Ende November 2022 fand im Freiland Potsdam vor vollem Haus die letzte »Besichtigung des Grauens« namens Heimat statt. Es war ein schöner, und auch ein etwas trauriger Abend. Denn schließlich waren wir über 3 Jahre in ganz Deutschland und Österreich unterwegs, spielten über 60 Shows vor schätzungsweise 7.000 Zuschauer:innen, an vielen tollen Orten mit vielen tollen Leuten. Ein Riesendank geht raus an alle, die dabei waren, an alle Friends und Beteiligten, an alle, die diese Abende möglich gemacht haben, die uns finanziert, gefüttert und untergebracht haben.
Die Tour ist nun vorbei. Einen allerletzten Auftritt hatten wir im Sommer diesen Jahres im österreichischen Stadl an der Mur, bei den großartigen Menschen vom Griessner Stadl, die sich ganz im Sinne Adornos der Entbarbarisierung des Landes durch Kunst und Kultur verschrieben haben. Vor passender Heimat-Kulisse und in einer Viehscheune aus dem 18. Jahrhundert war dies ein würdiger Abschluss. Und wir wollen nicht leugnen, dass wir uns nicht als besonders standhaft ansehen, sollte es für eine besonderen Ort oder einen besonderen Anlass doch nochmal eine Anfrage nach einer Aufführung geben. Vorerst aber ist der Anti-Heimatabend nun Geschichte.

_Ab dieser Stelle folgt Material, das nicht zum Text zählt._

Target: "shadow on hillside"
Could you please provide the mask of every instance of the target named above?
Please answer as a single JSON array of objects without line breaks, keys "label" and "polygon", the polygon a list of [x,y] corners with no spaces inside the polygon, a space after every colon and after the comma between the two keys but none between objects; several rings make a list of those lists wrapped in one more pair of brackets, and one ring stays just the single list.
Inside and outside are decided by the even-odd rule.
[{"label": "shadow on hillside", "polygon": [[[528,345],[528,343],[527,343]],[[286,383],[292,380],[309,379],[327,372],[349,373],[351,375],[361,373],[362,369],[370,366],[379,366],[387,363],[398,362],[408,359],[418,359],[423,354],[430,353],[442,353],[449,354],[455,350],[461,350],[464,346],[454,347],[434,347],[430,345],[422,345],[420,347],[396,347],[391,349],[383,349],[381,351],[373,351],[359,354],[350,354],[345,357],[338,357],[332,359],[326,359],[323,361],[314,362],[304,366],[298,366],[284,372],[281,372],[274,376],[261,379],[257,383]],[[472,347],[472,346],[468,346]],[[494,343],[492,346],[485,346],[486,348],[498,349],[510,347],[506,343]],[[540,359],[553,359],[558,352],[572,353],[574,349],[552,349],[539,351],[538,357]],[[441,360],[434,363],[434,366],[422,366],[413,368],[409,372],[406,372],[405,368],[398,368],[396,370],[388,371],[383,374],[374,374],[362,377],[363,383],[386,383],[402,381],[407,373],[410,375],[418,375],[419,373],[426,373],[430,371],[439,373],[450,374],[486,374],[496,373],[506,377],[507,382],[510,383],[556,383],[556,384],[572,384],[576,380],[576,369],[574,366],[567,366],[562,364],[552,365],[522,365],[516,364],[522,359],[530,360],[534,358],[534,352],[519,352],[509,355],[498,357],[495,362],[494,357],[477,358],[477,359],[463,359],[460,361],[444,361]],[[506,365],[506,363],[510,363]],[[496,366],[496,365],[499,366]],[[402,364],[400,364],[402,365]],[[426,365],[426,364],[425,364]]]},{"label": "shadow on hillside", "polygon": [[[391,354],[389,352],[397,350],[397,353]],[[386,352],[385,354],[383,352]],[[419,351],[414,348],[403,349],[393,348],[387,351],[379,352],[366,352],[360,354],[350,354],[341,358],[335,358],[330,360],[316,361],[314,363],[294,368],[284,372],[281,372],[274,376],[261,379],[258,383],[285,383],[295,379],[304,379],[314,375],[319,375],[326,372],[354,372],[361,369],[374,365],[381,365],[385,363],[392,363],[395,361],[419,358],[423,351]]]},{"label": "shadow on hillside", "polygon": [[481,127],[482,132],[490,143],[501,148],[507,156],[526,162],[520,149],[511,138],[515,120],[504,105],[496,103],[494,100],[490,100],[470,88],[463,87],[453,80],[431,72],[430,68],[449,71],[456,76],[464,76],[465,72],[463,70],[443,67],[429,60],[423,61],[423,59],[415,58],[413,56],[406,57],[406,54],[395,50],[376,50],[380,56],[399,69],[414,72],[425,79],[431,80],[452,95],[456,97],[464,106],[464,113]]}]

Wer ihn verpasst hat, hier nochmals der Hinweis: Die komplette Show gibt es im Netz, in einer Aufnahme von 2020 aus dem Polittbüro in Hamburg. Enjoy the Nestbeschmutzung, oder, wie die AfD sagte, »unüberbietbare Hetzveranstaltung gegen Deutschland«.
Auch wenn es Heimat noch gibt, sehen wir unseren Anti-Heimatabend als vollen Erfolg an….an den wir mit einem neuen Projekt anknüpfen wollen. Gründe für Kritik gibt es ja durchaus weiterhin genug. Stay tuned!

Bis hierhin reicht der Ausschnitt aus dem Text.